According to the Complaint, Verrica Pharmaceuticals Inc. is a dermatology therapeutics company that develops treatments for people living with skin diseases. Its lead product candidate, VP-102, is a drug-device combination of a topical solution of cantharidin administered through the Company’s single-use precision applicator. The Company is initially developing VP-102 for the treatment of molluscum contagiosum, or molluscum, a highly contagious and primarily pediatric viral skin disease, and common warts.
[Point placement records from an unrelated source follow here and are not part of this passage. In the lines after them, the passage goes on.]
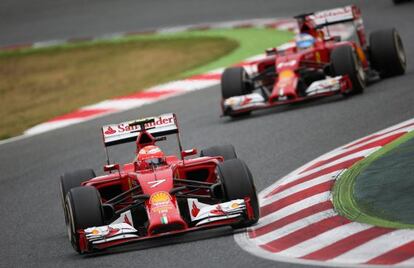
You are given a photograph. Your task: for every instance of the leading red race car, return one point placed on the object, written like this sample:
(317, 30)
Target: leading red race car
(316, 64)
(156, 195)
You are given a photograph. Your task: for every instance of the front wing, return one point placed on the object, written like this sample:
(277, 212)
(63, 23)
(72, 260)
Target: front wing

The Complaint alleges that throughout the Class Period, Defendants made materially false and/or misleading statements, as well as failed to disclose material adverse facts about the Company’s business, operations, and prospects. Specifically, the Complaint alleges Defendants failed to disclose to investors: (1) that the Company’s proprietary applicator used for VP-102 posed certain safety risks if the instructions were not properly followed; (2) that, as a result, Verrica would incorporate certain user features to mitigate the safety risk; (3) that the addition of the user feature would require additional testing for stability supportive data; (4) that, as a result of the foregoing, regulatory approval for VP-102 was reasonably likely to be delayed; and (5) that, as a result of the foregoing, Defendants’ positive statements about the Company’s business, operations, and prospects were materially misleading and/or lacked a reasonable basis.

On October 13, 2020, the Court issued an Order appointing Lead Plaintiff and Counsel. On December 14, Lead Plaintiff voluntarily dismissed the case.